Он повернул шарообразную голову на тонкой шее и, увидев меня, радостно и смущенно улыбнулся.
— Да вот, не выдержал. Денег не было, так я ей пояс отдал. Ка-а-а-кая баба! Даже в Марселе таких не было.
Мы пошли бок о бок по набережной. Кузнецов был полон только что пережитым и, волнуясь и захлебываясь, рассказывал о подробностях своего посещения:
— Странная у них жизнь. Комната выходит прямо на улицу, и даже дверей нет, так, висит ветреная занавесочка. На стене портрет — ихний греческий министр с бородавками на морде. Вместо кровати — подушки, все разных цветов…
Мы подошли к большому пассажирскому пароходу, притянутому толстыми, в руку, канатами к пристани.
— Этот пароход, — сказал я, чтобы остановить излияния Кузнецова, — через несколько дней уходит в Батум. Вот бы нам…
Кузнецов остановился. Его лицо потемнело, и круглая голова беспокойно завертелась из стороны в сторону.
— «Сиркасси», — трудом прочел он название парохода. — А попасть на него невозможно — озон какая страна стоит.
В то время пароходы охранялись с необыкновенной тщательностью — безбилетными пассажирами был полон весь Константинополь.
— Интересно, где он останавливается до прихода в Батум?
Наведя справки, я узнал, что «Сиркасси» заходит в Зунгулдак, Самсун и Трапезунд и что до Зунгулдака билет стоит всего три лиры.
Вечером, на общем собрании за чаем в столовой общежития, было решено, что если до отплытия «Сиркасси» мы не сможем добиться отправки на казенный счет, купить билеты до Зунгулдака. По дороге спрятаться на пароходе, а если найдут и высадят в Зунгулдаке, то идти пешком — на сто пятьдесят верст короче, чем из Константинополя, а главное, греко-турецкий фронт останется позади.

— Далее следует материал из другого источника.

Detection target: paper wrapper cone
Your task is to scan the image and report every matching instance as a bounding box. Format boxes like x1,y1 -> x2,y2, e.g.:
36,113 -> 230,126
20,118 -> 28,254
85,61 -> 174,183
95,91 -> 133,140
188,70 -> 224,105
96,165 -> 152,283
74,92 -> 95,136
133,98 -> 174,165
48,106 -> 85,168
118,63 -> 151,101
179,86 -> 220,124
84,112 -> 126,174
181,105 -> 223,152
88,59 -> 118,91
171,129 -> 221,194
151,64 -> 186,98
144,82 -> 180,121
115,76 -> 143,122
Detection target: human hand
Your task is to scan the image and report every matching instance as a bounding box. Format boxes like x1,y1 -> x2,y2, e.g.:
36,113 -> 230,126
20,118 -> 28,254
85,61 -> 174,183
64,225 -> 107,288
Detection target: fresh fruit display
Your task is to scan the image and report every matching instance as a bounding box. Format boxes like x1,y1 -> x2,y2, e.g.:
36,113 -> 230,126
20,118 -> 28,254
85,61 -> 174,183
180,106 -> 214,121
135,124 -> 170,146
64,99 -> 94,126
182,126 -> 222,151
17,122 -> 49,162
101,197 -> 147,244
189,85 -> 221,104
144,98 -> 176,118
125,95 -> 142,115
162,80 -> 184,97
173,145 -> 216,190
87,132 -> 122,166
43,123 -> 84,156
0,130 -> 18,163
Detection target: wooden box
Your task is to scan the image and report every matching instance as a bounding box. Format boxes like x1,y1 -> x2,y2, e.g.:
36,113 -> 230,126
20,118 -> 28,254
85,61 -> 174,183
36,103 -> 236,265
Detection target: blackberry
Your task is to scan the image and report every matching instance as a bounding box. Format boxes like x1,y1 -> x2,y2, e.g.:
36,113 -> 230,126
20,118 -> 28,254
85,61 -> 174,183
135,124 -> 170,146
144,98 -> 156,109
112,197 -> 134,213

Перед отъездом, по поручению Ивана Юрьевича, я сделал еще одну попытку устроить нашу поездку, если не в Батум, то хотя бы в Трапезунд — все-таки ближе к Кавказу, чем Зунгулдак. Я отправился в константинопольскую префектуру — единственное учреждение, в дни оккупации остававшееся турецким, — с просьбой, чтобы нас, шестерых русских солдат, отправили на работы в глубину Турции. Швейцар, не говоривший ни на каком другом языке, кроме турецкого, проморозил меня часа два в передней, вернее, узком, насквозь проплеванном коридорчике, где, когда открывались обитые войлоком, обшарпанные двери, поднимался такой ледяной ветер, что я в моем прозрачном костюме. Начинал отбивать зубами чечетку. Наконец меня впустили в полутемное маленькое бюро. За конторкой сидел молодой турок в красной, свежевыглаженной феске. Эта красная феска на фоне темных, давно не крашенных стен, по которым узорами расползалась плесень, горела таким ярким огнем, что я смотрел на нее не отрываясь, как зачарованный.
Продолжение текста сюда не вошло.